The problem I see is that re-branding as Recruiting.com purely for the SEO payoff feels like a great checkers move--when Google's playing chess.
First, this assumes that "recruiting" is really the ideal keyword with which to capture leads. I'm not so sure. Over time, Google (and other search engines) are conditioning people to start by being very specific, and then broaden their queries only if they don't get enough results. So my guess is that the first thing someone is going to type into Google isn't "recruiting," but "AJAX programmer." Search advertising is 100% about feeding impulses. When someone searches for an "AJAX programmer" there is a lot of impulse to monetize.
Then again, Joel Cheesman figured out that Jobster will pay $3/click for "recruiting" so they clearly think it's worthwhile.

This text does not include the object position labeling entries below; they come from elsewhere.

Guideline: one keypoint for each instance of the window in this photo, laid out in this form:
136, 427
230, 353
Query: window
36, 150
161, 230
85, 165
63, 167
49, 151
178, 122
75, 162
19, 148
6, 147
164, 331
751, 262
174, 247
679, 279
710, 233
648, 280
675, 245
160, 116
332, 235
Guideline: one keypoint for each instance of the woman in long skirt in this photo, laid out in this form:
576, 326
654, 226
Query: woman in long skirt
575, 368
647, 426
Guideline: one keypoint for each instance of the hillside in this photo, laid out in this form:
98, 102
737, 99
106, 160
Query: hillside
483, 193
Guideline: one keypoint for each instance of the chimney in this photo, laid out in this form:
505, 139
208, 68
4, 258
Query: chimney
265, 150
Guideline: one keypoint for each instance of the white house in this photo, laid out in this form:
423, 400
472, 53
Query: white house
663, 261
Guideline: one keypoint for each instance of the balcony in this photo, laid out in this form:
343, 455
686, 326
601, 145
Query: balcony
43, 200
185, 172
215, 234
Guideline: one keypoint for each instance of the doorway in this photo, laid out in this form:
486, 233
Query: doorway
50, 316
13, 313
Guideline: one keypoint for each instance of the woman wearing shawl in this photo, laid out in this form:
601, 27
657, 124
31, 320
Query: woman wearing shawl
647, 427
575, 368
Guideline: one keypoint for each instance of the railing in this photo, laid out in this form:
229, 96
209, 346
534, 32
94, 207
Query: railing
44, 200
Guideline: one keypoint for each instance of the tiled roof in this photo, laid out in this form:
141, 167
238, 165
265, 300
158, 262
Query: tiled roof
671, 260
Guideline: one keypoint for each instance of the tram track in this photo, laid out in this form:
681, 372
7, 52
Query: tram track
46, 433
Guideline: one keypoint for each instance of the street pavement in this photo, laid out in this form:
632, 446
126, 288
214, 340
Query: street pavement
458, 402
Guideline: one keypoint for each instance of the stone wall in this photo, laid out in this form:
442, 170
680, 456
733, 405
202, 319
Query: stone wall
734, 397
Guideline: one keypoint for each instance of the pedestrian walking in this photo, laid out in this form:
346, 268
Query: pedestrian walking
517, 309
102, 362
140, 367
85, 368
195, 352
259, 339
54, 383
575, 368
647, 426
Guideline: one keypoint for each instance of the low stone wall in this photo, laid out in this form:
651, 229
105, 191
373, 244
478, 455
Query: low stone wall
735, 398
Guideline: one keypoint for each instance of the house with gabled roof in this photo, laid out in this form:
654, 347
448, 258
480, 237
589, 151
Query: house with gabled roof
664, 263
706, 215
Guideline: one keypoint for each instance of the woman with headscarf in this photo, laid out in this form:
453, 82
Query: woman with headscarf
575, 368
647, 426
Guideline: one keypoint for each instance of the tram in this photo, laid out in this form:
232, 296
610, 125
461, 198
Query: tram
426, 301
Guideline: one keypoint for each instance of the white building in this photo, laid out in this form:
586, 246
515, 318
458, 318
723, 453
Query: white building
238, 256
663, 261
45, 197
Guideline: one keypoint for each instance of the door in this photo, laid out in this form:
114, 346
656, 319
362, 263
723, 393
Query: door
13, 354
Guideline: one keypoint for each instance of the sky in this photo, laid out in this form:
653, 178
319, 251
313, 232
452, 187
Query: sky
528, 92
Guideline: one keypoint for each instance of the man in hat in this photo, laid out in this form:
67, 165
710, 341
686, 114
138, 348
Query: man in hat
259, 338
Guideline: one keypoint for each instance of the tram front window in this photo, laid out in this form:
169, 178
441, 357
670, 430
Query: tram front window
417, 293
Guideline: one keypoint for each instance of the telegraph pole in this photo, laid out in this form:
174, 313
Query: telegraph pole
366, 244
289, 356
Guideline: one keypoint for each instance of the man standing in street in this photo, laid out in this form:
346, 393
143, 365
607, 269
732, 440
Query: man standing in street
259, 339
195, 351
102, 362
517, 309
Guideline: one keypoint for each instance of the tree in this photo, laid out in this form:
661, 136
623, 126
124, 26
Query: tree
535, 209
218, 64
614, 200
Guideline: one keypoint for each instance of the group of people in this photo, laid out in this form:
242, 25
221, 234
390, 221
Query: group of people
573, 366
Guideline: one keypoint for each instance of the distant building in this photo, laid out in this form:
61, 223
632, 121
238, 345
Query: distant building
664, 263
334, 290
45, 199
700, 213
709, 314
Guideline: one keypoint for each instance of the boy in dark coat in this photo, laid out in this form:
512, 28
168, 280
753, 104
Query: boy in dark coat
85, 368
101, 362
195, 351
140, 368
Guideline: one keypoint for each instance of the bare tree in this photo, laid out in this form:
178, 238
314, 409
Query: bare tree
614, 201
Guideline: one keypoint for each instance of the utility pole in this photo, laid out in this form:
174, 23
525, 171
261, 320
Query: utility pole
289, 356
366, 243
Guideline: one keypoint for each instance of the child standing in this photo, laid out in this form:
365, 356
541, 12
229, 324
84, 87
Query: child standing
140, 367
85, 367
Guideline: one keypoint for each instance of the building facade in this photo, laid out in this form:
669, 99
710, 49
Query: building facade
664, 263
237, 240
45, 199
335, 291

Who am I to argue?
But the second point is that this seems to assume that Google's index weightings won't change much. After all, if Larry and Sergey one day roll out a version of PageRank that ignores domain names, then the domain name ceases to have any secret-sauce value beyond what Jobster, Jobby, or HRMDirect have. As for the likelihood of such a change, I'd consider it pretty much inevitable. When someone types "recruiting" into a search engine, they are looking for sites which will create a large amount of relevant value. Ultimately, how much does a domain name really tell you? Simply that the owner got lucky. That Jason Davis secured the name recruiting.com in 2002 created no value for people searching on the term "recruiting." But by 2006 the community site he cajoled into existence had huge piles of content and discussion of great value to anyone who wanted to learn anything about "recruiting."
So my bet is on the table that over time, domain names will play an shrinking role in determining search results. Over time, recruiting.com will lose its intrinsic value as the Googleplex figures out more precise measures of relevance. It will just be another name.
And a dull one, at that, for a company that has labored greatly to be anything but dull.